Kenny John P. 4
4 · NEOGENOMICS INC · Filed Jun 3, 2026
Research Summary
AI-generated summary of this filing
NEOGENOMICS Director Kenny John P. Receives 32,932 Shares
What Happened
Kenny John P., a director of NEOGENOMICS, reported the conversion/vesting of derivative awards on 2026-06-01 that resulted in the acquisition of 32,932 shares of common stock at $0.00 per share (total reported value $0). The filing also shows a simultaneous disposition of 5,893 derivative shares (reported at $0). Net, the transactions increased his share holdings by 27,039 shares (32,932 acquired minus 5,893 disposed). These transactions reflect awards/vesting and conversion of previously granted derivative instruments rather than an open-market purchase or sale.
Key Details
- Transaction date(s): 2026-06-01; Form 4 filed 2026-06-03 (timely within the two-business-day window).
- Reported transactions:
- Exercise/conversion (code M): 5,893 shares acquired at $0.00; 5,893 shares disposed at $0.00 (derivative).
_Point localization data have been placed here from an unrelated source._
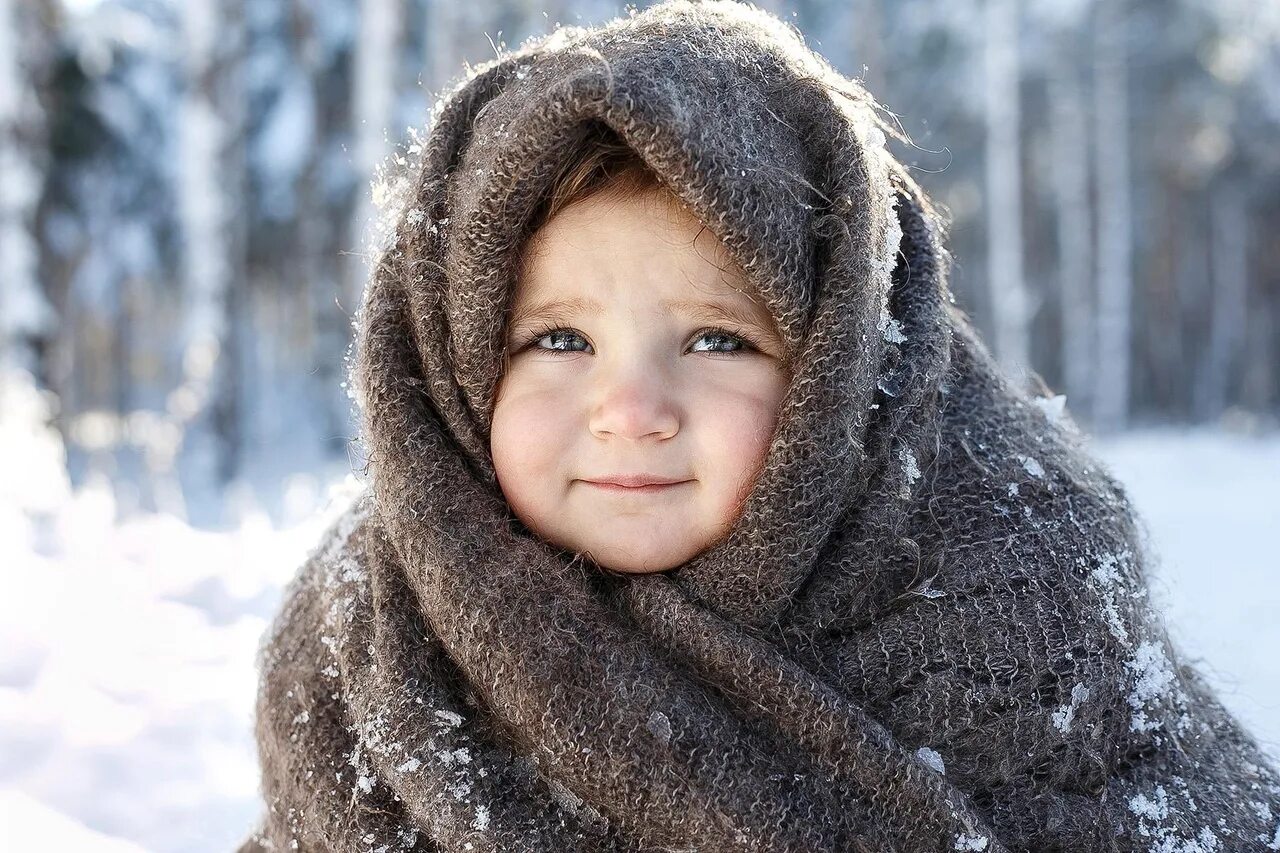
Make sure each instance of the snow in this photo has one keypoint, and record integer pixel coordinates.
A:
(931, 758)
(127, 648)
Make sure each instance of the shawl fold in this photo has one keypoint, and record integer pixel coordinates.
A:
(927, 630)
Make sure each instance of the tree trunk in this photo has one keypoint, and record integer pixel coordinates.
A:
(1228, 313)
(26, 316)
(1115, 218)
(1070, 179)
(1009, 302)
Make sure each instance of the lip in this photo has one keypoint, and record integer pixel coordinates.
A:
(635, 482)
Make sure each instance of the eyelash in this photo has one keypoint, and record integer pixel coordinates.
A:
(548, 328)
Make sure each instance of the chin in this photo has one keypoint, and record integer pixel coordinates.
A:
(631, 566)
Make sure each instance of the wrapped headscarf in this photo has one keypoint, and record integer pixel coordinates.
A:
(927, 630)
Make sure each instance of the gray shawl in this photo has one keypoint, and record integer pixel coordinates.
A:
(928, 629)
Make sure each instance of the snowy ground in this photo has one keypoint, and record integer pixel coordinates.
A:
(127, 649)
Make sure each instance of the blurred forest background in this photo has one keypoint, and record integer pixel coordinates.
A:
(187, 190)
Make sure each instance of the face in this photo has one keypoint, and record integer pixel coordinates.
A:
(634, 350)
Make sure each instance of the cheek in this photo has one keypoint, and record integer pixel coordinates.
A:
(740, 424)
(524, 437)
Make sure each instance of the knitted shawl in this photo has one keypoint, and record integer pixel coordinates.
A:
(927, 630)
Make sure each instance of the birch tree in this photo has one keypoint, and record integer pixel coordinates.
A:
(24, 313)
(1073, 226)
(211, 200)
(1002, 115)
(1115, 217)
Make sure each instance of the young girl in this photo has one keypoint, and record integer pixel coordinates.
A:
(700, 520)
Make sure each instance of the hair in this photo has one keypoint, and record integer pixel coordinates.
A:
(608, 168)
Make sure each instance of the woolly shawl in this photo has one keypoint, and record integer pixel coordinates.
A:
(928, 629)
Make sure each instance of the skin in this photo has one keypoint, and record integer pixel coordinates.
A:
(634, 388)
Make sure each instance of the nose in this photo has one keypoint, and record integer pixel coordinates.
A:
(635, 404)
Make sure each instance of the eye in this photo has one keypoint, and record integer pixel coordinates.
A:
(740, 342)
(554, 334)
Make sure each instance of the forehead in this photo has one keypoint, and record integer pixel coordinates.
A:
(650, 245)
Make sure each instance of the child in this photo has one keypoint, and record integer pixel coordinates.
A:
(649, 400)
(886, 602)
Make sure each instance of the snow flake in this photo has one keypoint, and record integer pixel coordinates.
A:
(659, 725)
(1054, 407)
(449, 717)
(909, 465)
(1275, 839)
(1152, 676)
(1148, 808)
(890, 328)
(1064, 716)
(932, 758)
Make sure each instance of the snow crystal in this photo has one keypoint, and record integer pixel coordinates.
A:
(452, 719)
(890, 328)
(1275, 839)
(659, 726)
(1064, 716)
(909, 465)
(1156, 810)
(1054, 407)
(453, 757)
(970, 842)
(1106, 576)
(1152, 676)
(1032, 466)
(932, 758)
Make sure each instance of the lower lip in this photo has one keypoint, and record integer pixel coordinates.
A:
(635, 489)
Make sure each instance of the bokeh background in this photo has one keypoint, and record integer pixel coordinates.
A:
(188, 205)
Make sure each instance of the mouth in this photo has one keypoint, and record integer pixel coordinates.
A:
(635, 484)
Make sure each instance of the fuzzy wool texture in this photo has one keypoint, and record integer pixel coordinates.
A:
(928, 629)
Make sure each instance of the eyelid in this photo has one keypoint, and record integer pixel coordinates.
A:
(531, 337)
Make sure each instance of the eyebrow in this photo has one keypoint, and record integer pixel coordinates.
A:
(709, 311)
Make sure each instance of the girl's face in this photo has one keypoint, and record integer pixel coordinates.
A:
(634, 351)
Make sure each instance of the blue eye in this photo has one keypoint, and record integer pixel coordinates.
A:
(556, 334)
(721, 334)
(562, 341)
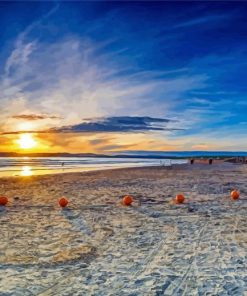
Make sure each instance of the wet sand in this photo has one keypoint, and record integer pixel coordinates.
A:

- Grant/award (code A): 11,069 shares acquired at $0.00 (derivative).
- Grant/award (code A): 15,970 shares acquired at $0.00 (derivative).
- Reported dollar values: all transactions reported at $0.00 per share (total reported value $0).
- Shares owned after transaction: not specified in the provided filing excerpt.
- Footnotes: F1 — release of restricted stock units (RSUs) previously reported on a Form 4; F2 — once vested the shares are not subject to expiration.
- Filing timeliness: filed 2026-06-03 for 2026-06-01 transactions (appears timely).
Context
- "Exercise/conversion" and "grant/award" here indicate conversion/vesting of derivative awards (likely RSUs or similar) into common stock rather than a cash purchase. The simultaneous disposition of 5,893 shares (reported at $0) is documented but the Form 4 does not state the reason; such disposals commonly represent share surrender for tax withholding or to cover exercise-related costs.
- These entries are routine for vested awards and do not, by themselves, indicate a buy or sell opinion by the insider.
Insider Transaction Report
- Exercise/Conversion
Common Stock
[F1]2026-06-01+5,893→ 5,893 total - Exercise/Conversion
Restricted Stock Unit
[F2]2026-06-01−5,893→ 0 totalExercise: $0.00From: 2026-06-01→ Common Stock (5,893 underlying) - Award
Stock Option (Right to Buy)
2026-06-01+11,069→ 11,069 totalExercise: $10.52From: 2027-06-01Exp: 2036-06-01→ Common Stock (11,069 underlying) - Award
Restricted Stock Unit
[F2]2026-06-01+15,970→ 15,970 totalExercise: $0.00From: 2027-06-01→ Common Stock (15,970 underlying)
- 4,171
Stock Option (Right to Buy)
Exercise: $11.76From: 2026-06-01Exp: 2036-01-01→ Common Stock (4,171 underlying)
Footnotes (2)
- [F1]Reflects release of restricted stock units that were previously reported on a Form 4.
- [F2]Once vested, the shares of common stock are not subject to expiration.